見たこともない鳥のような生物が空を飛び、ひよこと馬を配合させたような陸上生物が地を走る。
(僕はどこにいるんだ……?)
ぼさぼさになった頭を掻きつつ、尚も歩く。
どれくらい歩いたのか……周りの風景は未だ変わらず、時計もファンタスマゴリアの襲撃が起きた13時35分を針が指したまま止まっている。

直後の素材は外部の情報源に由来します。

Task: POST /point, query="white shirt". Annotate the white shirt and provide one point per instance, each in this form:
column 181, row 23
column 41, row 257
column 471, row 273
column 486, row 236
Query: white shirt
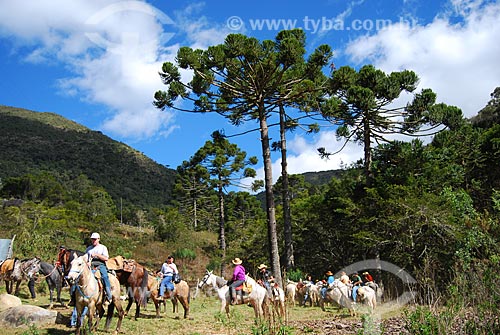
column 99, row 249
column 169, row 269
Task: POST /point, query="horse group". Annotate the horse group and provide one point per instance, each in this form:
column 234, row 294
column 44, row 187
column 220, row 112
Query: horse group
column 140, row 286
column 250, row 293
column 338, row 293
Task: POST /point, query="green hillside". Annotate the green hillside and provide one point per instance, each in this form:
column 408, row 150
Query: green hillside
column 31, row 142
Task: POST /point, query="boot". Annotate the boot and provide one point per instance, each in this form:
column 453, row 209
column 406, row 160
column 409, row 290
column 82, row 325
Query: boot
column 72, row 300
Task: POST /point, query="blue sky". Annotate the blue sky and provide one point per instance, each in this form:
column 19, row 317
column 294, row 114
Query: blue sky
column 96, row 61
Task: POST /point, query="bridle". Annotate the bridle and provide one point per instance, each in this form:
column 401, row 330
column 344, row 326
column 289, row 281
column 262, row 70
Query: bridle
column 77, row 279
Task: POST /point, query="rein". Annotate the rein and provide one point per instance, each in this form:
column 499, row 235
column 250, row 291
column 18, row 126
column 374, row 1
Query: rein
column 79, row 287
column 42, row 277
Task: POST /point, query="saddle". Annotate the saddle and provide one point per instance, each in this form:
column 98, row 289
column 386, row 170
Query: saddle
column 244, row 288
column 7, row 265
column 119, row 263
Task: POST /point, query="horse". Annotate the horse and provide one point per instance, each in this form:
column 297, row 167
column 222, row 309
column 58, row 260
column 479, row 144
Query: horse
column 338, row 293
column 52, row 278
column 290, row 292
column 90, row 293
column 367, row 295
column 181, row 293
column 64, row 259
column 257, row 297
column 277, row 299
column 6, row 268
column 134, row 277
column 18, row 271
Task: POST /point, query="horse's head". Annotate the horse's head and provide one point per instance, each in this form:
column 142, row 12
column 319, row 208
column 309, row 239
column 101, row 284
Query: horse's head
column 32, row 267
column 206, row 280
column 17, row 273
column 77, row 267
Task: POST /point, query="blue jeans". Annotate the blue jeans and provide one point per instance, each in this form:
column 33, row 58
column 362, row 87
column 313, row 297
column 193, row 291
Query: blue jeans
column 166, row 283
column 74, row 316
column 104, row 276
column 355, row 292
column 323, row 292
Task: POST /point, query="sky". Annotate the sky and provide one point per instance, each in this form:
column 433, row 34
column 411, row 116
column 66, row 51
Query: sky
column 96, row 62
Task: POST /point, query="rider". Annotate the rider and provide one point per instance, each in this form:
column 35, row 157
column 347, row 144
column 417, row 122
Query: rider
column 237, row 279
column 168, row 269
column 265, row 277
column 308, row 282
column 98, row 255
column 356, row 283
column 329, row 281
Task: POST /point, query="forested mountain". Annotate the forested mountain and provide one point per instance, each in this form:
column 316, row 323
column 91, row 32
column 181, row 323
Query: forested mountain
column 31, row 142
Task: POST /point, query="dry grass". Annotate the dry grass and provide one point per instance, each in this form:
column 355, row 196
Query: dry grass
column 205, row 319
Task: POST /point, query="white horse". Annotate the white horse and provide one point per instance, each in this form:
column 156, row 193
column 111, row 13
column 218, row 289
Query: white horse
column 278, row 300
column 257, row 296
column 338, row 293
column 290, row 292
column 89, row 294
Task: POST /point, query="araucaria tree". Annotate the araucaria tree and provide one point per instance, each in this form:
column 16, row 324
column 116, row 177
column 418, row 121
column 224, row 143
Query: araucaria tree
column 224, row 165
column 363, row 104
column 247, row 80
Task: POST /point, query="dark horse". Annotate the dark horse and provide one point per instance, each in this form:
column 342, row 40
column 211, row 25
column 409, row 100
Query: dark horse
column 134, row 277
column 52, row 277
column 64, row 259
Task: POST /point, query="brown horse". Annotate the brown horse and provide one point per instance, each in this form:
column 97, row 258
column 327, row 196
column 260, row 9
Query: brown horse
column 64, row 259
column 90, row 294
column 10, row 273
column 180, row 293
column 134, row 277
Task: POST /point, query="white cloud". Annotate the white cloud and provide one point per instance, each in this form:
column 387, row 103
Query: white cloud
column 458, row 61
column 113, row 51
column 303, row 155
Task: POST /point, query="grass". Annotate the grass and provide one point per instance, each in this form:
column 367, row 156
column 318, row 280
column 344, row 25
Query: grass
column 205, row 319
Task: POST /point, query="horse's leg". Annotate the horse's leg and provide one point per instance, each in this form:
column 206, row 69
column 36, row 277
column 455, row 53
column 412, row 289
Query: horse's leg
column 18, row 283
column 175, row 306
column 118, row 304
column 8, row 286
column 109, row 315
column 137, row 309
column 129, row 304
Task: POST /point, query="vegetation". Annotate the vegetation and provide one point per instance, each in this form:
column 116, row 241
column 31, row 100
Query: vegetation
column 433, row 209
column 31, row 142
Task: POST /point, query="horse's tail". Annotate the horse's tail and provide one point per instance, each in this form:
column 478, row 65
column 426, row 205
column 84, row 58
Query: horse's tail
column 144, row 288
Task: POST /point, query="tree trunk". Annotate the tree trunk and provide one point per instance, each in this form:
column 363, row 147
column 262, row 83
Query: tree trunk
column 272, row 234
column 287, row 216
column 367, row 149
column 222, row 235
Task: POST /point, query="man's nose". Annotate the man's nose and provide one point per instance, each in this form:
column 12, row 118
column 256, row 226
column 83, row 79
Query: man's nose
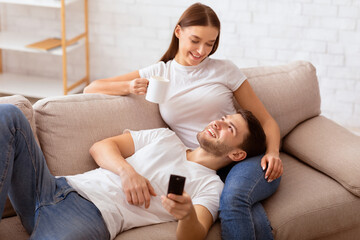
column 217, row 124
column 201, row 50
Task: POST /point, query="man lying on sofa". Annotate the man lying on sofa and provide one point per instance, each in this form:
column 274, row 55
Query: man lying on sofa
column 93, row 205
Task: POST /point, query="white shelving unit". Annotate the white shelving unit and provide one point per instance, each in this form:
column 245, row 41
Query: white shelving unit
column 40, row 87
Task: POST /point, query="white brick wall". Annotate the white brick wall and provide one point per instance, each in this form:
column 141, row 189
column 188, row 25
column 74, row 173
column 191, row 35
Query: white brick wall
column 129, row 34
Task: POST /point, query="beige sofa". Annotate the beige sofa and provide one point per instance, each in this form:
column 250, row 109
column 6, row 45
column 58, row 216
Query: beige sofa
column 318, row 197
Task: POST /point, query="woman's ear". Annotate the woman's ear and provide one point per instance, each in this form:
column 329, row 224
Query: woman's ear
column 237, row 155
column 177, row 31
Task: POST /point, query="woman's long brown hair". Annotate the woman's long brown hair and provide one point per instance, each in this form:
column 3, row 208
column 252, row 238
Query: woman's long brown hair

太陽は照り続け、額から身体から流れてくる汗をタオルで拭う。
「……あれは?」
人影―――2つの人影が前方に見える。
「おーい! おーい!」
荷物を置いて、両手を挙げて大きく手を振る。
「おーい!」
するとその人影が僕に気がついたのか近づいて来た。
(人だ! やっと生きている人に逢えた!)
段々と近づいてくる人影、は僕の想像を遥かに超えていた。
肌の色は血に染まったかのように赤く、その体躯は山のように大きく、1人は額から1本、もう1人は2本の所々が欠けてはいるが立派な角を生やしている。風になびく銀色の短髪が似合わない。
「おー……い……?」
漫画とかアニメに出て来るような生物は先程も見たが改めて直面すると恐怖以前の問題だ。笑うしかない。
「ヤノオ、ラナゲナン?」
「はい?」
「……ノイ、ミスサホドエカメサネレダ?」
「トヨエツエラヘエミマカメ」
赤鬼達はどこの国にも属さないような言語で会話している。時折、僕を品定めをするかのような目で見る。
(た、食べられるんだろうか……30代の男の肉なんて美味くは無いだろ……)
「ラナゲナ!」
1本角の赤鬼が叫ぶ。
「はっ、はい!」
「ヤノオホトヨエツエラウホタメ」
「サスイミス」
赤子を抱え上げるかのように首根っこを捕まれる僕。2本角が僕の荷物を抱え、赤鬼達は東へと歩き始めた。